Le fabricant sud-coréen de mémoires SK Hynix, fournisseur de grandes entreprises technologiques comme Nvidia, envisage le Japon comme un emplacement possible pour une nouvelle usine de production de puces, dans un contexte de forte augmentation de la demande liée à l'essor de l'intelligence artificielle.
"Nous cherchons partout au Japon. N'importe où avec une bonne énergie et de l'eau potable", a déclaré le président de SK Group --maison mère de SK Hynix--, Chey Tae-won, à l'agence Bloomberg dans le cadre des réunions entre les chambres de commerce du Japon et de la Corée du Sud.

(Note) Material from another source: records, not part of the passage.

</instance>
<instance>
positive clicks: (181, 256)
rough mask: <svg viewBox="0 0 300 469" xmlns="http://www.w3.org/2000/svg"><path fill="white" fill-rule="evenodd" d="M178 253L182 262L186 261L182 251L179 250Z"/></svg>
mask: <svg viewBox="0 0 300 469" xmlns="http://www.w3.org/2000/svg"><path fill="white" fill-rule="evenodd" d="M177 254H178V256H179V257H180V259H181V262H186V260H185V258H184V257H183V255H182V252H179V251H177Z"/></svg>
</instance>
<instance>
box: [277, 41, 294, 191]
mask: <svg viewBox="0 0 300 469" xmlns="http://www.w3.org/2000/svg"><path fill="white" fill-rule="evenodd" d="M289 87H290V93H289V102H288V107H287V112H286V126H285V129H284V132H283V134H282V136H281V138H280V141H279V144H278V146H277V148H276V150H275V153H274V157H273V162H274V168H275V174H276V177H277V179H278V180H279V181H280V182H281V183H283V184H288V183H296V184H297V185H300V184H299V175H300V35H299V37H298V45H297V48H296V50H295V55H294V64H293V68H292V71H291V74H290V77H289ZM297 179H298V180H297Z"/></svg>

Le responsable de SK Group a évité de se prononcer sur l'option de conclure des accords avec des entreprises japonaises, bien que des sources connaissant le processus citées par la même agence indiquent que l'achat d'une entreprise locale pour y développer son activité est l'une des alternatives en cours d'analyse.
Quoi qu'il en soit, la structure définitive du projet au Japon dépendra du type d'alliance qui sera conclue et des produits spécifiques qui seront fabriqués, des aspects qui pour le moment n'ont pas été rendus publics.
Les plans de croissance de SK Hynix incluent également un investissement de 54 billions de wons (environ 33,5 milliards d'euros) dans ses usines en Corée du Sud, tandis que la construction d'une usine d'emballage avancé de mémoire dans la ville américaine de West Lafayette, dans l'État de l'Indiana, avance.
"La Corée du Sud et le Japon s'unissent pour former un bloc économique. Les deux pays ne collaborent pas seulement, mais se complètent également", a indiqué Chey Tae-won, qui préside également la Chambre de commerce et d'industrie sud-coréenne, dans son discours lors de la rencontre commerciale entre les deux nations.